I have a UTF-8 csv file that contains a row with the (emoji?) character 🌟. It looks something like this:
123,"james","piotrj🌟","1996-01-28"
When I call getline()
on this row, it reads up to the emoji and then stops. So the resulting string from getline()
is 123,"james","piotrj
. I'm not sure exactly why it is happening. If I had to guess, I'm using locale improperly and this emoji (or part of it) is being read as an EOF
.
I would like to read this row in as is, do some string operations, and then write it out to another file.
I have some example code here:
locale loc("en_US.UTF8");
wifstream inFile;
inFile.imbue(loc);
inFile.open("MyFile.csv");
if(inFile.is_open()){
wstring str;
if (getline(inFile, str)) {
wcout << str << endl;
}
if (getline(inFile, str)) {
wcout << str << endl;
}
inFile.close();
}
The output of this code is : 123,"james","piotrj
. The second if statements body does not execute because the second getline()
did not grab anything.
To try some things, I changed the locale to this:
locale loc = locale();
The name of the locale is "C" and that will get the entire line. The output of this program is: 123,"james","piotrj🌟","1996-01-28"
. This is a step in the right direction, but without the proper locale the wstring will not store it properly. In my program I do some individual character checking to see if the string could be represented in ANSI, thus I would really like the wstring to have that emoji as one character.
It looks like you are using libc++. Wide streams in this implementation do not support UTF-8 at all.
Should you use libstdc++ instead, your program would work, except you would get transliterated text on the output. I am getting
123,"james","piotrj?","1996-01-28"
That's because the locale is not imbued in wcout
. To get normal text, you would need to do either
ios_base::sync_with_stdio(false);
wcout.imbue(loc);
(you cannot imbue a locale in a standard stream if it is synched with stdio)
or, alternatively,
locale::global(loc);
Then your program would fully work.
If you are tied to libc++, your only alternative is to use narrow character streams.

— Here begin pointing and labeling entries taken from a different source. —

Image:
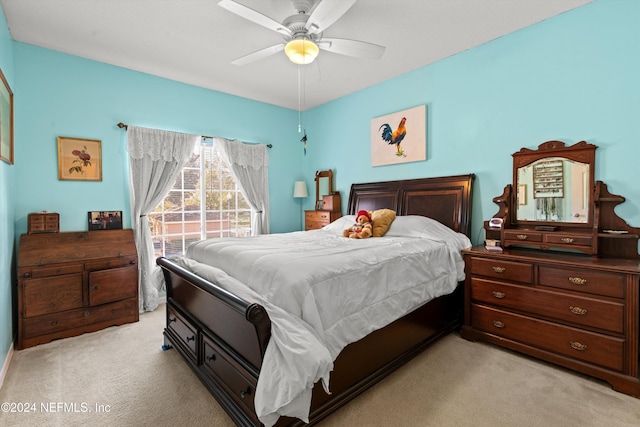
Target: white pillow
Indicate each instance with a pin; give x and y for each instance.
(340, 224)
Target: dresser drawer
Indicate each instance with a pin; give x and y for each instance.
(51, 294)
(184, 331)
(499, 269)
(582, 345)
(523, 236)
(78, 318)
(593, 282)
(239, 384)
(121, 261)
(50, 270)
(584, 311)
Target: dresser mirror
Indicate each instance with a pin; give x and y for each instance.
(324, 185)
(553, 185)
(554, 203)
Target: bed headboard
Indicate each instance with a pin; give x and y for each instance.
(446, 199)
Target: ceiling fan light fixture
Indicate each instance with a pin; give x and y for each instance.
(301, 51)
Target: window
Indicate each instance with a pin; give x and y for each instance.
(204, 202)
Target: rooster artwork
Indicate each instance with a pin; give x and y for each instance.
(395, 137)
(399, 137)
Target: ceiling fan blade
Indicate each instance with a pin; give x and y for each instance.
(253, 16)
(259, 54)
(352, 48)
(326, 13)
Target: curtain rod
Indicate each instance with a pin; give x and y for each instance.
(122, 125)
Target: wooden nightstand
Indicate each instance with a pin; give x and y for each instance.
(43, 222)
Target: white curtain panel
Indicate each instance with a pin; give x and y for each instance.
(156, 157)
(249, 167)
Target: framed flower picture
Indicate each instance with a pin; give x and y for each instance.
(79, 159)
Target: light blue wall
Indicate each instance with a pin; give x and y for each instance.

Edit: with MSVC this code doesn't work either. Don't know why Microsoft claims UTF-8 support in newer versions of Windows, apparently it's not there at all. On Windows one can install gcc (one of several flavours, I recommend the UCRT flavour available with MSYS2). I cannot guarantee it will work though because ultimately the control flow passes through Microsoft runtime libraries. The proper solution is to never, ever use any wchar_t
APIs except for calling specific WinAPI functions that require wchar_t
. Use narrow characters, read UTF-8 from your file, store and manipulate strings as UTF-8, output them as UTF-8. I have tested this code converted to narrow characters with MSVC, and it works as expected for me.